UPDATED! Looking for something to watch? We've rounded up the finest films and shows on Netflix India

Streaming video has turned our living rooms into an endless video store, with a vast array of titles to choose from.

Netflix has thousands of titles that include everything from rom-coms to action movies, TV shows and documentaries, which that can be a problem. It's called the paradox of choice - faced with an endless array of options, people freeze up and before you know it, you've spent an hour scrolling through the possible choices and you've run out of time to watch a movie.

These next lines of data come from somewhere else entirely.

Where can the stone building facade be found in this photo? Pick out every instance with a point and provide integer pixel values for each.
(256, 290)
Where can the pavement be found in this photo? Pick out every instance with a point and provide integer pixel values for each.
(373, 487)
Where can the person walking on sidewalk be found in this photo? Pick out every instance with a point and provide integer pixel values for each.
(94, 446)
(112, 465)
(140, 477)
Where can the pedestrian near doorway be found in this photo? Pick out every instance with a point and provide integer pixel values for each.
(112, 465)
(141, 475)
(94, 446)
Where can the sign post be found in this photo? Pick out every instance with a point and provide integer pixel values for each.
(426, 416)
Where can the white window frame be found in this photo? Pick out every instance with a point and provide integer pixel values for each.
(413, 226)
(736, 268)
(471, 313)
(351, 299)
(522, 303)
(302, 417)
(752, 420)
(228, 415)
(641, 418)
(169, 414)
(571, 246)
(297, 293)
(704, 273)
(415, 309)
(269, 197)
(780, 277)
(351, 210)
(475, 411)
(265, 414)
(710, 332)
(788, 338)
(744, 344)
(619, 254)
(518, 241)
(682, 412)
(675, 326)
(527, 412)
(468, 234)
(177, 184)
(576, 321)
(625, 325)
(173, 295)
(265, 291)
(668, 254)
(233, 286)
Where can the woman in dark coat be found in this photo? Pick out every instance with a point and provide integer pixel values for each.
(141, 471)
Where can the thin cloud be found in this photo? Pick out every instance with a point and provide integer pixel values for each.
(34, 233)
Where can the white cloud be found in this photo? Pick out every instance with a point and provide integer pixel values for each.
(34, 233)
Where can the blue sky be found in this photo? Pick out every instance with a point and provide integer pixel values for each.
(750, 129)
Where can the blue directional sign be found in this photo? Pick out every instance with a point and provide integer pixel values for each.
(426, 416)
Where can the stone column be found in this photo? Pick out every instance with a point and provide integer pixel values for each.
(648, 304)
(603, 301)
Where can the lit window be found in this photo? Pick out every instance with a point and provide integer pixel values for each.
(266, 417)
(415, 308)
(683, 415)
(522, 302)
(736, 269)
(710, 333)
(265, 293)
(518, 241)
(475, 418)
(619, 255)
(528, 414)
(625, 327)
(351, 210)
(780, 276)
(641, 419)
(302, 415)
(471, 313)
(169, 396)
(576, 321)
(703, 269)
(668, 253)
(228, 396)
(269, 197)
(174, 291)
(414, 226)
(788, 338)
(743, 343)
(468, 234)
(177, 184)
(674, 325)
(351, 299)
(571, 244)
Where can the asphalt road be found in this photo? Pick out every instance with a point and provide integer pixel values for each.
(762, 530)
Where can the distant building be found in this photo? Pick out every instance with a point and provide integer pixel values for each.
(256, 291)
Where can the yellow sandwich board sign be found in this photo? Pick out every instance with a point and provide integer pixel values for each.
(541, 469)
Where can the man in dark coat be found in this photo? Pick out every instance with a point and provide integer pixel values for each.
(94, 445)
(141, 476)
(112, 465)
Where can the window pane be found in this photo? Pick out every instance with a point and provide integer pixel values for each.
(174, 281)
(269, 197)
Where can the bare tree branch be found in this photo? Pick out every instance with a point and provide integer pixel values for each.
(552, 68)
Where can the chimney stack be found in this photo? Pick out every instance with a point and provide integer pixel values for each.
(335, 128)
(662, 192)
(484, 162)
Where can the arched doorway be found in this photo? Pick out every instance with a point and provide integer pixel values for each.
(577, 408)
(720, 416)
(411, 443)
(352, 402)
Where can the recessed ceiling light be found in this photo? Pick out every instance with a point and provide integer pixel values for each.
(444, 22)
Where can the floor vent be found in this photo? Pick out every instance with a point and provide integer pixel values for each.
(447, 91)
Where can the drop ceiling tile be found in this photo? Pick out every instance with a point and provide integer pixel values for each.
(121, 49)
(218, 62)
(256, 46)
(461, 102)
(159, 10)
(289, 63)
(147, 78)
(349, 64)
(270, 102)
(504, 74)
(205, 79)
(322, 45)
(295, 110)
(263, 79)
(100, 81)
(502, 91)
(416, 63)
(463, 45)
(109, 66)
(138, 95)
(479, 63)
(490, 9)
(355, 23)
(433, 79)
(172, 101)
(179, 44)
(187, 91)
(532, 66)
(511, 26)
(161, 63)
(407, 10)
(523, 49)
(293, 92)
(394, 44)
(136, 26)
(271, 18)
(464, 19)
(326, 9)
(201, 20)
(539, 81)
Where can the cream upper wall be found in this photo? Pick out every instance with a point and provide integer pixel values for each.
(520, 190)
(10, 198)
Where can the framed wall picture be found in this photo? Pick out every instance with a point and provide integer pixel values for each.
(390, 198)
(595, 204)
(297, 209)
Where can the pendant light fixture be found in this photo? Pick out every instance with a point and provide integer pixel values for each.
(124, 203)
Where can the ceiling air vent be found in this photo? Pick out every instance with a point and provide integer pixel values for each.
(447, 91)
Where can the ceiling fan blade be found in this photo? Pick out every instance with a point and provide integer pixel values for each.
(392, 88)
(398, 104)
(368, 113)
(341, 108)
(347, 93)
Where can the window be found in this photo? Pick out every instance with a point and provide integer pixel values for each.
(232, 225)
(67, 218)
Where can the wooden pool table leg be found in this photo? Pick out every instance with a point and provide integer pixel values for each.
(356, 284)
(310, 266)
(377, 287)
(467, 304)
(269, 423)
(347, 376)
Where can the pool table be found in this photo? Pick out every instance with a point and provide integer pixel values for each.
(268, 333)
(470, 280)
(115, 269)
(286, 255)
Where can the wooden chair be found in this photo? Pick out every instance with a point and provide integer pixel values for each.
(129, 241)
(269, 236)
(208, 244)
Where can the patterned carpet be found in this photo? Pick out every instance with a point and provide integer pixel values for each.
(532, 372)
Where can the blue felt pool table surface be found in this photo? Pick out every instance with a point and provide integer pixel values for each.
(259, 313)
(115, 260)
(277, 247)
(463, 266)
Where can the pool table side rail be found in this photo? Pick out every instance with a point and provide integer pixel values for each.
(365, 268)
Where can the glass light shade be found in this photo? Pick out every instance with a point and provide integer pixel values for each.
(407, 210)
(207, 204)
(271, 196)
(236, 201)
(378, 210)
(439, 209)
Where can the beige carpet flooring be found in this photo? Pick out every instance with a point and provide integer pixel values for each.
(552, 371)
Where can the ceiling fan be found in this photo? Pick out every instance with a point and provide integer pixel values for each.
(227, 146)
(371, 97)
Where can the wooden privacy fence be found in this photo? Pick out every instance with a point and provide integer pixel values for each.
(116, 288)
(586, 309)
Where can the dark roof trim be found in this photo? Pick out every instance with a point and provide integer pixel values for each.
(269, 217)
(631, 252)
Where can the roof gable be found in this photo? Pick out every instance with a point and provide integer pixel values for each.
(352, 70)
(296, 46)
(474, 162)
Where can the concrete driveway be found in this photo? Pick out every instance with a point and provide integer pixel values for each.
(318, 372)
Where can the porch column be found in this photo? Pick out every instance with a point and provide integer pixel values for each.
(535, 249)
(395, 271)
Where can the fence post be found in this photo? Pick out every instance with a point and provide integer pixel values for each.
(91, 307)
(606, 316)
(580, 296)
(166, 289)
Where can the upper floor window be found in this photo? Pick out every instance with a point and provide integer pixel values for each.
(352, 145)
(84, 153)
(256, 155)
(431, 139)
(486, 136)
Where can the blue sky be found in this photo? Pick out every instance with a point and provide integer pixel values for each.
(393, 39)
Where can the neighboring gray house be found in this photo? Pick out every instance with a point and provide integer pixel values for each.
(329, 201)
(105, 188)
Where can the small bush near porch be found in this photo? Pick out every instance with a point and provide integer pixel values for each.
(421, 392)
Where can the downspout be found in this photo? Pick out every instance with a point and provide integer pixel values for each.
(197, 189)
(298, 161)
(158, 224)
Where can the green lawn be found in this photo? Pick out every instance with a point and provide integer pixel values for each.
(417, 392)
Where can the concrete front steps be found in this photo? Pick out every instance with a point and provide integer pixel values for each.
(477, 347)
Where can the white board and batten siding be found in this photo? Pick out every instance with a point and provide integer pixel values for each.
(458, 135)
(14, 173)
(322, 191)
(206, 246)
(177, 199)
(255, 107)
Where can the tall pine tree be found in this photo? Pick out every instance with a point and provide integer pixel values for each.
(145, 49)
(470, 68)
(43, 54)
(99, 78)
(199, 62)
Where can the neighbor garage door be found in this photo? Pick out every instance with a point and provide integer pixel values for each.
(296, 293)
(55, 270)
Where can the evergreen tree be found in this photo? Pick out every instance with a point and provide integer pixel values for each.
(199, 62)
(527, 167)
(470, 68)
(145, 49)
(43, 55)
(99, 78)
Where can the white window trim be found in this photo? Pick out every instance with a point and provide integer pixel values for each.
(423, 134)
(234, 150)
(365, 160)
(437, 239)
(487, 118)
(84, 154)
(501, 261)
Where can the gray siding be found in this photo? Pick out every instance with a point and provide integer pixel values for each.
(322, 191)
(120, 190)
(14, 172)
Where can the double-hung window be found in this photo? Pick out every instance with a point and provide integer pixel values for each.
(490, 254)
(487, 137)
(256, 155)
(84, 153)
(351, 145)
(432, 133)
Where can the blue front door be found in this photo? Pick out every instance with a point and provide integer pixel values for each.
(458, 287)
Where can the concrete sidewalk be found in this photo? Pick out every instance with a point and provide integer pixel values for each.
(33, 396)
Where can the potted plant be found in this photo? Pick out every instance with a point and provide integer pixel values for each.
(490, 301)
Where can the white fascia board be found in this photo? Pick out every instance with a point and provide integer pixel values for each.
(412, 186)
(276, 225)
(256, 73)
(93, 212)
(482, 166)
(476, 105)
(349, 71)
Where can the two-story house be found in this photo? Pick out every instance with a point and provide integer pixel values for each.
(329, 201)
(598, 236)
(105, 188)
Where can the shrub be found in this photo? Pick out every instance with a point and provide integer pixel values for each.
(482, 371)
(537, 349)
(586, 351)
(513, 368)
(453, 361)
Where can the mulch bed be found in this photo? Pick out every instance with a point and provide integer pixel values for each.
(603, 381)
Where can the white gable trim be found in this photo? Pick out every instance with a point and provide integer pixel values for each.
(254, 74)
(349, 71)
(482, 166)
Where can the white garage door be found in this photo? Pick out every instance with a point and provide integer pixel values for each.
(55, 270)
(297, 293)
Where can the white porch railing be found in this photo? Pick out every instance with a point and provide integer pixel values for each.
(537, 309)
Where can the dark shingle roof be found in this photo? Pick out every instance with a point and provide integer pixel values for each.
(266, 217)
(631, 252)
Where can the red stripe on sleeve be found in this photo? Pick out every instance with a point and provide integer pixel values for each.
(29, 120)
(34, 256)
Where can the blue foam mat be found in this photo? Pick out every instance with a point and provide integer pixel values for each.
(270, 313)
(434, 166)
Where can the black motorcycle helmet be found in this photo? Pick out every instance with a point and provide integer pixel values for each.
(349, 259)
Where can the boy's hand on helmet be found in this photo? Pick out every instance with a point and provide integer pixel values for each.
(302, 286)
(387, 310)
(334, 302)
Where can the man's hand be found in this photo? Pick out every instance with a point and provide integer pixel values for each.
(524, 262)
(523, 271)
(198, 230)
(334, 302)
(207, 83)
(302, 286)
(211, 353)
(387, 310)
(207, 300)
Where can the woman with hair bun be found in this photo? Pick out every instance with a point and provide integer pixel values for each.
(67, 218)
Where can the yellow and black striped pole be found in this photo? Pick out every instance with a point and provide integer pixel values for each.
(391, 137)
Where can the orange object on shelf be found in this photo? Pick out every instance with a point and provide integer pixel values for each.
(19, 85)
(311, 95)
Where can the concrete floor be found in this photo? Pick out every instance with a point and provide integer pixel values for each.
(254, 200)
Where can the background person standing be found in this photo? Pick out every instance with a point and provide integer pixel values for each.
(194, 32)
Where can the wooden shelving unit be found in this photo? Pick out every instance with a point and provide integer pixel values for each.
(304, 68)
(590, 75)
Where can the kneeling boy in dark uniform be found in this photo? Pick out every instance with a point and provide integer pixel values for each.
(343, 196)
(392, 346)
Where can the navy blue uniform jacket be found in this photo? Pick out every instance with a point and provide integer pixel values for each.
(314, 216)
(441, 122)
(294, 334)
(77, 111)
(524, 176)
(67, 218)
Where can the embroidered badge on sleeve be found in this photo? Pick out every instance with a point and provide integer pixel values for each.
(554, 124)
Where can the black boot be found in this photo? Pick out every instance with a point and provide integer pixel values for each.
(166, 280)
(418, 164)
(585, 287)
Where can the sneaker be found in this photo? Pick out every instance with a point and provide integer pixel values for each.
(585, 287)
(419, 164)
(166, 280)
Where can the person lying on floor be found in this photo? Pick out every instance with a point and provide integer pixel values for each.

Fear not, we've worked hard to pick out the cream of the streaming crop. Read on…



We all can agree on one thing, there's no bigger badass than SRK. Like wine, he only gets better with age. 

The story of Raees revolves around the prohibition of alcohol and illegal drugs in Gujarat. Raees Alam, a bootlegger, must survive and keep his trade thriving when challenged by ACP Majmudar. While he's in the mix of his illegal trades getting busted at an alarming rate, he must keep his wits to face people far sinister than he has ever come across.

Watch Raees on Netflix 


Marvel Studios’ latest foray into episodic television is far and away its best - a gritty, street-level crime drama that has more in common with The Wire than Captain America. Boardwalk Empire’s Charlie Cox stars as the costumed crusader Daredevil – blinded in an accident but granted heightened senses and perception.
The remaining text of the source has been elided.